Similar in a way to newspapers…advertising pays the bills (subscriptions barely cover cost of production), but nobody would read newspapers if ads were all that was there. All that trouble & effort to print news, features, stories etc. is just to get people to read the ads.
(1) Since everyone knows that the price includes those extra 9 mils, what would be “misleading” is to use a different final digit!
(2) I dimly recall price controls on gas, perhaps in the 1970’s, with the maximum price being some function of a previous price. Suppose the maximum price was 58.4 cents. Following the tradition of “ends in .9” you might expect the gas station to charge 57.9 cents. No! I recall that they charged the full 58.4 cents legal limit.
I actually saw gas for $3.098 recently. Maybe they were assuming you’d notice the 8 at the end and think it was a penny cheaper, rather than a mil cheaper? But, since the other two stations in the neighborhood were both $3.239, I don’t really see the point.
The last time I remember seeing the final digit being anything other than 9 was back in the 80s, when gas came back below $1. As soon as the first place in my neighborhood dropped to 0.999, the place across the street went to 0.998. The next day, they were both at 0.989, and that was it for the 8s for the next few decades.
You are right. It is deceptive (without being outright dishonest) marketing. That is the point. That is the point of almost all marketing really: to make you think you are getting a better deal than you would otherwise think.
Change must come from within; politicians, used car salesmen, advertisers and players have been studying the biases of the human mind for thousands of years, asking them to please stop trying to take advantage of it’s design flaws is tilting at windmills.
If I remember right, the tanks in my three scooters are all right around 2 gallons. I often buy one gallon.
Actually, I frequently buy less. One of the two cheap gas stations near me takes cash at the pump. If I’m riding by them, and a bit low, I’ll buy as much as I can get with the $1 bills in my pocket, which is often around 2/3rds of a gallon.
I buy one gallon at a time for my scooter.
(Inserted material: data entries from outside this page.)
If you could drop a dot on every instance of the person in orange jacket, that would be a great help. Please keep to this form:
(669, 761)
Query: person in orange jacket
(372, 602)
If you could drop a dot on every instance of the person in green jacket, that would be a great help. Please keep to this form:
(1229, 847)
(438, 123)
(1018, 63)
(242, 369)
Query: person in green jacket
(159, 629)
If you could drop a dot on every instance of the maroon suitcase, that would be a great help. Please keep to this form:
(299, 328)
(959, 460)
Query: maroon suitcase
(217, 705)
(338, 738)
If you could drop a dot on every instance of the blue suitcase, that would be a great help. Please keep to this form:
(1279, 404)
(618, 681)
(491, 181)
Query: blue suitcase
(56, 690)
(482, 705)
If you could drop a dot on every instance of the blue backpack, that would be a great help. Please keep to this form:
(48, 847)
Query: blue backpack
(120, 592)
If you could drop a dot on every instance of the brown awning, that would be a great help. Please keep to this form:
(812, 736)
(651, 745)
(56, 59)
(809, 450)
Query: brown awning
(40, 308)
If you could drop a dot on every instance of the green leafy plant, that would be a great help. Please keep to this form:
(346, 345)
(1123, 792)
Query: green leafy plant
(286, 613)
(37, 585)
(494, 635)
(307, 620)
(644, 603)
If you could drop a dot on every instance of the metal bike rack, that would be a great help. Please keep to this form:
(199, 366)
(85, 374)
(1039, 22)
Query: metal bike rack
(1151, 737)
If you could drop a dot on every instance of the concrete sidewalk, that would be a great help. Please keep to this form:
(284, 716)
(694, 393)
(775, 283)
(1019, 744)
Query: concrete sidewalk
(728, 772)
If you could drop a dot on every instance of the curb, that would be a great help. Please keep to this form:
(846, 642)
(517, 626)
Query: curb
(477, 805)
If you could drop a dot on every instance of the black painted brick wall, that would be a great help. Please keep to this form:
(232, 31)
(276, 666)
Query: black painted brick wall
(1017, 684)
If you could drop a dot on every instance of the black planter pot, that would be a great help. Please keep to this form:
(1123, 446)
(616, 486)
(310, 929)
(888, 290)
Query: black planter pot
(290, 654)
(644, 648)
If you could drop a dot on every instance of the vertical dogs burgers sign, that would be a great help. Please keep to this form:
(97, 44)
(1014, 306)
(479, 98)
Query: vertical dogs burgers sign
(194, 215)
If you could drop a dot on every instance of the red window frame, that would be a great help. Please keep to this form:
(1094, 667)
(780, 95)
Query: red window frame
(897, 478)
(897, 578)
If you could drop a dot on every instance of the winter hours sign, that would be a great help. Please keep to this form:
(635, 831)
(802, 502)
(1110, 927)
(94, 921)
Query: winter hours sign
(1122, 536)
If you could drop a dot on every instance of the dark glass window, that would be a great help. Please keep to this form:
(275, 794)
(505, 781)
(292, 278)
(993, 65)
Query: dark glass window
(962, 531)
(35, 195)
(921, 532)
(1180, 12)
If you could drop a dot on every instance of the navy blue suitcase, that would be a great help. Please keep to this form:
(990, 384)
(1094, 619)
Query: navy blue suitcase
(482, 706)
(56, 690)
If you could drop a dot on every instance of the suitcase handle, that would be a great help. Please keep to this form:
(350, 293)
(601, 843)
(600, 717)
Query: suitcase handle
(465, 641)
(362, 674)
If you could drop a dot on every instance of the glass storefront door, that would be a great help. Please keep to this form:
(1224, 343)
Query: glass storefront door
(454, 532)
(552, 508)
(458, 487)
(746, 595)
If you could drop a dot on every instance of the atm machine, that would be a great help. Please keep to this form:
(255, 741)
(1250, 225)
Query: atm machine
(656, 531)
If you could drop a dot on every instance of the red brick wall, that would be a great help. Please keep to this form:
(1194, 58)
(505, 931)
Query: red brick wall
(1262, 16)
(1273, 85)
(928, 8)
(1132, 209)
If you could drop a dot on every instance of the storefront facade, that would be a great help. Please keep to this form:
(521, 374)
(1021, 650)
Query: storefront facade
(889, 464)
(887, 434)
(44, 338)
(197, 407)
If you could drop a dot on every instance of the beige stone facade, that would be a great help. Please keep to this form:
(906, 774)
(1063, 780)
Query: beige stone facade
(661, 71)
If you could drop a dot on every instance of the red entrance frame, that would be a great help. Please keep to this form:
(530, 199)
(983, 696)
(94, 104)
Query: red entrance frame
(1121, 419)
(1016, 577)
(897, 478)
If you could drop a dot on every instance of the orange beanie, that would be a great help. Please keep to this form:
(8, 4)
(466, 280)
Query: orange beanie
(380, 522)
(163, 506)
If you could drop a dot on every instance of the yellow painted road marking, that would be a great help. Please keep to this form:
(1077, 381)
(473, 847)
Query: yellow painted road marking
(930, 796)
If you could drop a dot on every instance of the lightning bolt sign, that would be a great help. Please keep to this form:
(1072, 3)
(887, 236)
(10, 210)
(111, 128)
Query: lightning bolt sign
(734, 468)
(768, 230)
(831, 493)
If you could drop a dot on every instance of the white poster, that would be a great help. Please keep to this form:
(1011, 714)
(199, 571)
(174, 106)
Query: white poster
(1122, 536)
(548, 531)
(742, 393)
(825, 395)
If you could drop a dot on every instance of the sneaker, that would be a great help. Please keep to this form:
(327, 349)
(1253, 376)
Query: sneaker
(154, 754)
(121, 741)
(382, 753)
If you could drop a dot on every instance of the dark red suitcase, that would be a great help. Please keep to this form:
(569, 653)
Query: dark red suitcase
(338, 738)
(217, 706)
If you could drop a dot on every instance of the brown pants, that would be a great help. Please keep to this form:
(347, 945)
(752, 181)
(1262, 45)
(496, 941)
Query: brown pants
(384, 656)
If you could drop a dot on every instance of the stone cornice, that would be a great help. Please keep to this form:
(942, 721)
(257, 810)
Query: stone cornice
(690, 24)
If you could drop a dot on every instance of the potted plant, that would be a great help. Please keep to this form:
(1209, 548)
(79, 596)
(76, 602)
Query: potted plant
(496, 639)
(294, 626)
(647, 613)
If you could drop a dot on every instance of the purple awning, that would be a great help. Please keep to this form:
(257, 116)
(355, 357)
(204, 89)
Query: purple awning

The gas tank holds 1.1 gallons and I try not to go around with less than a tablespoon of gas in the tank.
And anytime I see a price like $3.99, I automatically round up to $4. Heck, I do that for most things at $3.89 or $3.79, because it will be way over $4 after sales tax is applied anyway.
I honesty don’t understand who is paying such close attention to gas prices anyway. I think I know what they are in general today within 10% or so because I bought gas but I couldn’t tell you the exact details on the prices. I just picked the nearest station with the best bathroom. There is nothing wrong with someone saving a penny here or there all other things being equal but the people that I have met that obsess over gas (and postage stamp) prices are hardly the titans of the analytical and financial worlds and may even lose money being so micro-focused on such trivial savings.
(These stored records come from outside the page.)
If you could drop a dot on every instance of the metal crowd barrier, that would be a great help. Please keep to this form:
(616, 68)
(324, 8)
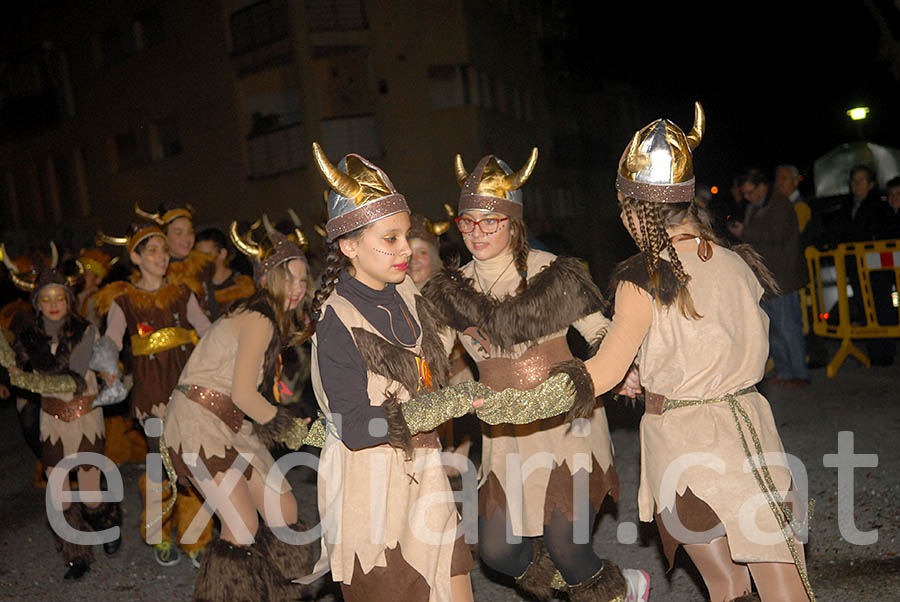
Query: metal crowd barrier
(841, 280)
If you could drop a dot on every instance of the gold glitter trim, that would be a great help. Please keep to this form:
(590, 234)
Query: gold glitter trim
(162, 340)
(760, 470)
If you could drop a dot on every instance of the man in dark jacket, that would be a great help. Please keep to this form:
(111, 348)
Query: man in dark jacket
(770, 226)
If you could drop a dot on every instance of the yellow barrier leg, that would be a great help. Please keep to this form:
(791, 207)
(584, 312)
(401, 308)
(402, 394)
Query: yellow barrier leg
(847, 348)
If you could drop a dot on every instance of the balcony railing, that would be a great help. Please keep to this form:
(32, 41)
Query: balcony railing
(259, 25)
(276, 151)
(335, 15)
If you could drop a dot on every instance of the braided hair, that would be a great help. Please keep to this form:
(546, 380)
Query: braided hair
(518, 243)
(646, 222)
(335, 262)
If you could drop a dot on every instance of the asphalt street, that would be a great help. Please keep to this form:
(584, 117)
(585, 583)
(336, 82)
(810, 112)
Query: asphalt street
(864, 402)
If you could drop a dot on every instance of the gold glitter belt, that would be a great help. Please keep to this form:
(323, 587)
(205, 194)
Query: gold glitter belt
(526, 371)
(162, 340)
(218, 403)
(67, 411)
(659, 404)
Interesting you mention “older people”. Looking at an analog clock showing, say, 3:57 anyone would say “about 4 o’clock.” Using digital clocks, I sometimes hear “3 something.”
BTW, at informal stores and markets in Thailand almost everything is sold as a multiple of 5 baht, or most usually 10 baht (32 U.S. cents!) AFAIK, the 7-Eleven stores are the only places in our entire province which use the fractional-baht coins (roughly value of U.S. penny).
An exception is clothing articles which are always sold in the rural markets for 99 or 199 or 299 baht. Since there’s no tax you get 1 baht change when you buy.